Creating a searchable index of the National Jukebox#

Extracting text from audio and indexing it with BigQuery DataFrames

  • Tim Swena (formerly, Swast)

  • swast@google.com

  • https://vis.social/@timswast on Mastodon

This notebook lives in

  • https://github.com/tswast/code-snippets

  • at https://github.com/tswast/code-snippets/blob/main/2025/national-jukebox/transcribe_songs.ipynb

To follow along, you’ll need a Google Cloud project

  • Go to https://cloud.google.com/free to start a free trial.

The National Jukebox is a project of the USA Library of Congress to provide access to thousands of acoustic sound recordings from the very earliest days of the commercial record industry.

  • Learn more at https://www.loc.gov/collections/national-jukebox/about-this-collection/

recording 100+ years ago

To search the National Jukebox, we combine powerful features of BigQuery:

audio video logos
  1. Integrations with multi-modal AI models to extract information from unstructured data, in this case audio files.

    https://cloud.google.com/bigquery/docs/multimodal-data-dataframes-tutorial

  2. Vector search to find similar text using embedding models.

    https://cloud.google.com/bigquery/docs/vector-index-text-search-tutorial

  3. BigQuery DataFrames to use Python instead of SQL.

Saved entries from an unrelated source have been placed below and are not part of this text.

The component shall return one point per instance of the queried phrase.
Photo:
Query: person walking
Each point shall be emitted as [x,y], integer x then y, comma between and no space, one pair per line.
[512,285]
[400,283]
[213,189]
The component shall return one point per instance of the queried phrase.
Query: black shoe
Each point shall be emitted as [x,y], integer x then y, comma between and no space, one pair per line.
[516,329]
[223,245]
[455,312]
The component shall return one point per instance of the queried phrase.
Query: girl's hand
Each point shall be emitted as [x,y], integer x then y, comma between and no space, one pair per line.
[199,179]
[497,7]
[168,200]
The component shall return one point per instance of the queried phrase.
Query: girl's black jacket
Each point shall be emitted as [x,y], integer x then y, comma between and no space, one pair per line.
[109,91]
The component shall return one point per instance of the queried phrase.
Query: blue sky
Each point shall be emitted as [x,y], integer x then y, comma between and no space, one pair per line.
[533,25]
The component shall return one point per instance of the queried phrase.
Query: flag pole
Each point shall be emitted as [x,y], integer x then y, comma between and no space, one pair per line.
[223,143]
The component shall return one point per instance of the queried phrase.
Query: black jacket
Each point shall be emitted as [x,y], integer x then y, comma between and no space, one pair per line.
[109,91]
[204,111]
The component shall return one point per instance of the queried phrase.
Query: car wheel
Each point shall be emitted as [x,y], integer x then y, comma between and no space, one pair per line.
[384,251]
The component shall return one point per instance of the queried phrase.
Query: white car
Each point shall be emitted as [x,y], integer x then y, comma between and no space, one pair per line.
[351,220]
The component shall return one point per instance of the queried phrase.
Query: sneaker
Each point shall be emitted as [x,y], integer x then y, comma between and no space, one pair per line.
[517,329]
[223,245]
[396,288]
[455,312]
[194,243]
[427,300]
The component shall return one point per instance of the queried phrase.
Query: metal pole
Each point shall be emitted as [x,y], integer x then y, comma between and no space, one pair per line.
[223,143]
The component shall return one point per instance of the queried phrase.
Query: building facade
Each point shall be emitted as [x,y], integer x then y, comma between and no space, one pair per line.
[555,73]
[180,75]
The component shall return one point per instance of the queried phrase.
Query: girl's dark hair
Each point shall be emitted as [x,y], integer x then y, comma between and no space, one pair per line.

    https://cloud.google.com/bigquery/docs/bigquery-dataframes-introduction

Getting started with BigQuery DataFrames (bigframes)#

Install the bigframes package.

%pip install --upgrade bigframes google-cloud-automl google-cloud-translate google-ai-generativelanguage tensorflow 

Important: restart the kernel by going to “Run -> Restart & clear cell outputs” before continuing.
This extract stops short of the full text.